La fille du train aurait aimé cette série de photos prises des jardins à Saint-Cloud cet hiver. Il y a une colline à l’ouest de la ville où l’on peut observer subrepticement les radis qui poussent ou les jardiniers soupirant de contentement sous le pâle soleil d’hiver. En l’occurrence, ils n’étaient pas là ce jour-là, car il était encore un peu trop tôt. J’ai enfourché mon Brompton à l’aube d’une journée très ensoleillée et glaciale de février. J’ai traversé le Bois de Boulogne et atteint mon endroit préféré à Saint-Cloud. Et non, Saint-Cloud n’a rien à voir avec un data center. Même si c’est la blague préférée d’un de mes camarades du club photo OI-Paris qui se reconnaîtra. Certaines de ces photos seront visibles au centre Victoire Ternayre de Paris 13e à partir du 29 avril. Cette exposition est organisée en partenariat avec Objectif Image Paris).
Les Jardins à Saint-Cloud

Mes mains ont rapidement gelé ce matin-là en prenant des photos des jardins familiaux et collectifs de Saint-Cloud, mais le magnifique soleil matinal valait la peine de risquer quelques engelures.
Le nom de Saint-Cloud dérive de Clodoald, petit-fils de Clovis Ier, le premier roi mérovingien des Francs à unifier toutes les tribus franques. Pour ceux qui se poseraient la question, les Francs n’étaient pas « français », mais les représentants d’une tribu germanique. Clodoald, après avoir renoncé à sa prétention royale, devint ermite puis moine dans la région qui porte aujourd’hui son nom. Avec le temps, Clodoald est devenu Cloud en français, d’où Saint-Cloud.
Située à l’ouest de Paris, la ville de Saint-Cloud compte environ 30 000 habitants. Saint-Cloud fut une résidence royale notable, notamment à l’époque de Napoléon, qui séjournait souvent au château de Saint-Cloud, malheureusement détruit lors de la guerre franco-prussienne. La ville possède le vaste Parc de Saint-Cloud, un domaine national de plus de 460 hectares, offrant des vues imprenables sur Paris et de magnifiques jardins paysagers conçus par André Le Nôtre. J’y fais souvent du vélo et les vues sur Paris y sont d’une beauté époustouflante.
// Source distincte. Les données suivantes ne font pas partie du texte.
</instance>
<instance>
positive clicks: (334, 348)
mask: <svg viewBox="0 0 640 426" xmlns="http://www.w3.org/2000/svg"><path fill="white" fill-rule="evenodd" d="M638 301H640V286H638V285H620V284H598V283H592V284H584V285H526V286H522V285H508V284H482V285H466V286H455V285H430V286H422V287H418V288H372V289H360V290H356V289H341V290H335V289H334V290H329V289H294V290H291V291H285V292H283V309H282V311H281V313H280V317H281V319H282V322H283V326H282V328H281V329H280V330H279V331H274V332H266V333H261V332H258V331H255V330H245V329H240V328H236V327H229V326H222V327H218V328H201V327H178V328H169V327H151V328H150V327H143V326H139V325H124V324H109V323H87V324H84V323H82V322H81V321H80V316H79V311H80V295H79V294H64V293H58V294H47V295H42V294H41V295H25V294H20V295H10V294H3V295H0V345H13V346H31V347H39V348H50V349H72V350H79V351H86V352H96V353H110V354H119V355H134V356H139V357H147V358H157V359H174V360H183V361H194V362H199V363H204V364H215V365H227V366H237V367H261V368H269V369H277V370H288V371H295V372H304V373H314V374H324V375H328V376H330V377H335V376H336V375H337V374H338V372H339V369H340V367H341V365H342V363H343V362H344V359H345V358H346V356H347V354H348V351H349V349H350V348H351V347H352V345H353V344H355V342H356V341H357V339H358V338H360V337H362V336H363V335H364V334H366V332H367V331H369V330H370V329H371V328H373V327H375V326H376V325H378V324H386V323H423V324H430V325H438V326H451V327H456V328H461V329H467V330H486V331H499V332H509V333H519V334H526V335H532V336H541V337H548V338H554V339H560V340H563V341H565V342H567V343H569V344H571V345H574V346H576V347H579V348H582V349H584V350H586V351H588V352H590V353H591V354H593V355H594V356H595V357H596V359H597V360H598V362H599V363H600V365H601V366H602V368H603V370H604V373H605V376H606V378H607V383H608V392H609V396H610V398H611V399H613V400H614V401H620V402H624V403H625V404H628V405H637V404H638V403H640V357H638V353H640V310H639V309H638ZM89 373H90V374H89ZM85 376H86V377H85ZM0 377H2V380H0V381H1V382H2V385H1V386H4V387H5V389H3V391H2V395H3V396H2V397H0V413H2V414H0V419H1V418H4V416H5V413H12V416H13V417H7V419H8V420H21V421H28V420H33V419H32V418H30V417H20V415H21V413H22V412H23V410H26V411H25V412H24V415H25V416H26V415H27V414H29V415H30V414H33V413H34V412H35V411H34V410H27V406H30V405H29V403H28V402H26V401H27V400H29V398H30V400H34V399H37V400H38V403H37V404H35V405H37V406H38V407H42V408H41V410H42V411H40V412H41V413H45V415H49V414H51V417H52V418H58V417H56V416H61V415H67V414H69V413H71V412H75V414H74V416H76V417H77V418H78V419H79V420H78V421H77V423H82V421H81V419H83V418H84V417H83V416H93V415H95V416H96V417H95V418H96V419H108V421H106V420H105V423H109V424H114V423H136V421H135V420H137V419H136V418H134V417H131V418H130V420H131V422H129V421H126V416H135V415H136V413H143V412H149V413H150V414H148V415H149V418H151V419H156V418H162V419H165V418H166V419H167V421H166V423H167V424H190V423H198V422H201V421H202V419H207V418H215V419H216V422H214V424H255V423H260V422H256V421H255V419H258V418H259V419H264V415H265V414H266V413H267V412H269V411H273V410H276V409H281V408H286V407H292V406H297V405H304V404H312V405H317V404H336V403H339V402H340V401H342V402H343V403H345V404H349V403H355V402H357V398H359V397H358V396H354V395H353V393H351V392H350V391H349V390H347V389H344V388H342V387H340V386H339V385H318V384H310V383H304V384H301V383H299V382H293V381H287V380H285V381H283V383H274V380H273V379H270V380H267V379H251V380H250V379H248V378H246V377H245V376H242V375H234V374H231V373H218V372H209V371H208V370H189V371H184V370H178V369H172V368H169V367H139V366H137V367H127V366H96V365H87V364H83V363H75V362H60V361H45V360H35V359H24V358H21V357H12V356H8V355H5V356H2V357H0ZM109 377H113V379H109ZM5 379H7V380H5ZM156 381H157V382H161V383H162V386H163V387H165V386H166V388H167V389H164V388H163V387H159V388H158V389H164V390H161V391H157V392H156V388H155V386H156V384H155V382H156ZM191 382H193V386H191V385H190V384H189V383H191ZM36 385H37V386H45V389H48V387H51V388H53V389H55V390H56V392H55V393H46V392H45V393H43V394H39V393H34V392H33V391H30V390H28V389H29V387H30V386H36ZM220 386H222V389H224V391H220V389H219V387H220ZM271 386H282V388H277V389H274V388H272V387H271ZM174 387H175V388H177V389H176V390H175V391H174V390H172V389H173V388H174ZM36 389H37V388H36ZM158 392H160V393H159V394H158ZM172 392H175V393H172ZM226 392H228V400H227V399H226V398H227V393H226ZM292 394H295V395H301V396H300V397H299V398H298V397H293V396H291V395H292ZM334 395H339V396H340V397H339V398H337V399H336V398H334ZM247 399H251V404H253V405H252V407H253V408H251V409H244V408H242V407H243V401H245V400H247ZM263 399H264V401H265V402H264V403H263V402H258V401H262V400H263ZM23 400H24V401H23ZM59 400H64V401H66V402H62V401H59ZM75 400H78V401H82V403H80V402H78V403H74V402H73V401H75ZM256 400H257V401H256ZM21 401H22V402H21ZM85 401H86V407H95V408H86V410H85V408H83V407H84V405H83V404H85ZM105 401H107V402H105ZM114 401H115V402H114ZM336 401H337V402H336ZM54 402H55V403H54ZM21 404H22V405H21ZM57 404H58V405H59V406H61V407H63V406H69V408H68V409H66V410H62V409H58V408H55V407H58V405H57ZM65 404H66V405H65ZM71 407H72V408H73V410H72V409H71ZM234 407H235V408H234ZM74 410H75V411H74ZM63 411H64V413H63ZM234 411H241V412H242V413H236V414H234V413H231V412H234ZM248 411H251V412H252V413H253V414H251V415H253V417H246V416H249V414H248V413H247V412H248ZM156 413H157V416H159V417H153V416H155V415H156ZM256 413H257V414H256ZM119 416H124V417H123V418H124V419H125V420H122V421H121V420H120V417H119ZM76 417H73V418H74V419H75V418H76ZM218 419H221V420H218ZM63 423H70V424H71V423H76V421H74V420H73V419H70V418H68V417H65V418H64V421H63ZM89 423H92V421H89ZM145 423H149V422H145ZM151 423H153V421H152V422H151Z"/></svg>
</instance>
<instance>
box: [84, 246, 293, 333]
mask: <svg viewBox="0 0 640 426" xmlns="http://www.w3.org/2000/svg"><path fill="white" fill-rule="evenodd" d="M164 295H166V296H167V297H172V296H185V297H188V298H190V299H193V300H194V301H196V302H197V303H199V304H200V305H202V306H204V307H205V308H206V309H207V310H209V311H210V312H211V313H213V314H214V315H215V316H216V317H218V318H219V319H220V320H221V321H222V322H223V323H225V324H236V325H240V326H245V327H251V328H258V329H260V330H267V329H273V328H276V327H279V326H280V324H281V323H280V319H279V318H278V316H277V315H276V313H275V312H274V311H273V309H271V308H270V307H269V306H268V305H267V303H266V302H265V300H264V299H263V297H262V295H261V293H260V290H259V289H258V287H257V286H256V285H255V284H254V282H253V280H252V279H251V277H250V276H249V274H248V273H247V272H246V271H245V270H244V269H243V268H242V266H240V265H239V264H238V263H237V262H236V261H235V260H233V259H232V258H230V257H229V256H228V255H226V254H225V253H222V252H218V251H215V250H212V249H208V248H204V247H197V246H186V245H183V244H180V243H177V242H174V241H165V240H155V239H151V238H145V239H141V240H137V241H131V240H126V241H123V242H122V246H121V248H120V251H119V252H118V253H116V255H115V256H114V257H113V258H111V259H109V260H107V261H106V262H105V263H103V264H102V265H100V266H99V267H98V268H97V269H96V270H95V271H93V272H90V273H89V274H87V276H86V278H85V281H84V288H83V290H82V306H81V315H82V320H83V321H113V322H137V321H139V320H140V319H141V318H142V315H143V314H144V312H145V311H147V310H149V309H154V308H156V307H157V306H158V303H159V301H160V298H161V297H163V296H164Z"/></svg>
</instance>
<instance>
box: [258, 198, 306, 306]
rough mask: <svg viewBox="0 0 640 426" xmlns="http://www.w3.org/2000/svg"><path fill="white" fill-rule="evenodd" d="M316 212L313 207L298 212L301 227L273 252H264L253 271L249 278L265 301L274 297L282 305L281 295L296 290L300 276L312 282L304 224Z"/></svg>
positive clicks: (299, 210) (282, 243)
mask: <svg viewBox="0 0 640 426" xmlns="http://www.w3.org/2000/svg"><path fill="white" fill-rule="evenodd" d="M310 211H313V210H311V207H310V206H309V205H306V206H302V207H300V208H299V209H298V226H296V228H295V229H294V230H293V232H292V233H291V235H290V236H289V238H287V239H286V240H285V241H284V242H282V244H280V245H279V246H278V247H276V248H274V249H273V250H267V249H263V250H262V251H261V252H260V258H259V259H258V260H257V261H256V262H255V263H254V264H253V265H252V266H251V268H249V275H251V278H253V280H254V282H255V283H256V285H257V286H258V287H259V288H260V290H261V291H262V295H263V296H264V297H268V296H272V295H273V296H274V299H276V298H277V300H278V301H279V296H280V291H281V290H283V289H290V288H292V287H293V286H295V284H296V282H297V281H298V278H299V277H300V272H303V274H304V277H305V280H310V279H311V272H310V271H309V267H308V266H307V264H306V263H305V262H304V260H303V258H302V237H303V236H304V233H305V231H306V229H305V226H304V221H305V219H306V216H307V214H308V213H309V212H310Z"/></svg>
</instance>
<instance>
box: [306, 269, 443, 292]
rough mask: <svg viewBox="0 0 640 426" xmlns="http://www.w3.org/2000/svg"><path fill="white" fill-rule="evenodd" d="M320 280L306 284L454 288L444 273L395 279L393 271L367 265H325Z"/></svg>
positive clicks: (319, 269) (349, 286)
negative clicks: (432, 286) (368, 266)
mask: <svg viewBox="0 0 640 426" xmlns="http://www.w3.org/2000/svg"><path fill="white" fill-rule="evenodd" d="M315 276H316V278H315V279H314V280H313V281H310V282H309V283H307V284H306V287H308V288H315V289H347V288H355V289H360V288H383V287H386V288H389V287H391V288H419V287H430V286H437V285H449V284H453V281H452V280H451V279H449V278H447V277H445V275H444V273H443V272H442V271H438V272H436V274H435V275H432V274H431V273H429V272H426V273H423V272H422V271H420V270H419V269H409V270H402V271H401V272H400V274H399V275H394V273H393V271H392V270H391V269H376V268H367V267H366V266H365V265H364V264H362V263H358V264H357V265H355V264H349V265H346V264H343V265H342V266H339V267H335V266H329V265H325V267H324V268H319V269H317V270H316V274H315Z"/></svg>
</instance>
Les gens du train entre la tour Eiffel et La Défense
Sous la colline et sa pente de 20 %, le tram T2 file à travers la verdure entre Seine et crête. Son bourdonnement électrique, semblable à celui du réfrigérateur de Philip Glass, tranche le silence toutes les 3 minutes. Dans ces rames rapides, les banlieusards harassés (j’en ai longtemps été) peuvent apercevoir la tour Eiffel…

… ou les immeubles de bureaux de La Défense, selon qu’ils se dirigent vers le sud ou le nord.

Au-dessus de leurs têtes, une oasis de jardins partagés s’accroche aux voies au milieu de la jungle urbaine.
Ferrovipathie, sous les auspices de la Fédération Nationale des Jardins Familiaux
Ces jardins, gérés par la « Fédération Nationale des Jardins Familiaux et Collectifs« , sont protégés, mais pas figés dans le temps. Ils changent de mains, évoluent, voient naître de nouvelles ambitions.
On ne pousse pas la porte de ces jardins pour bêcher simplement son jardin. Les parcelles sont attribuées par la mairie, souvent après une longue attente.
À Saint-Cloud, les gens du train ne sont pas de simples pions dans une machine qui fend l’air, ce sont aussi des poètes qui rêvebt à ces instants de quiétude, aperçus depuis les fenêtres d’un tram.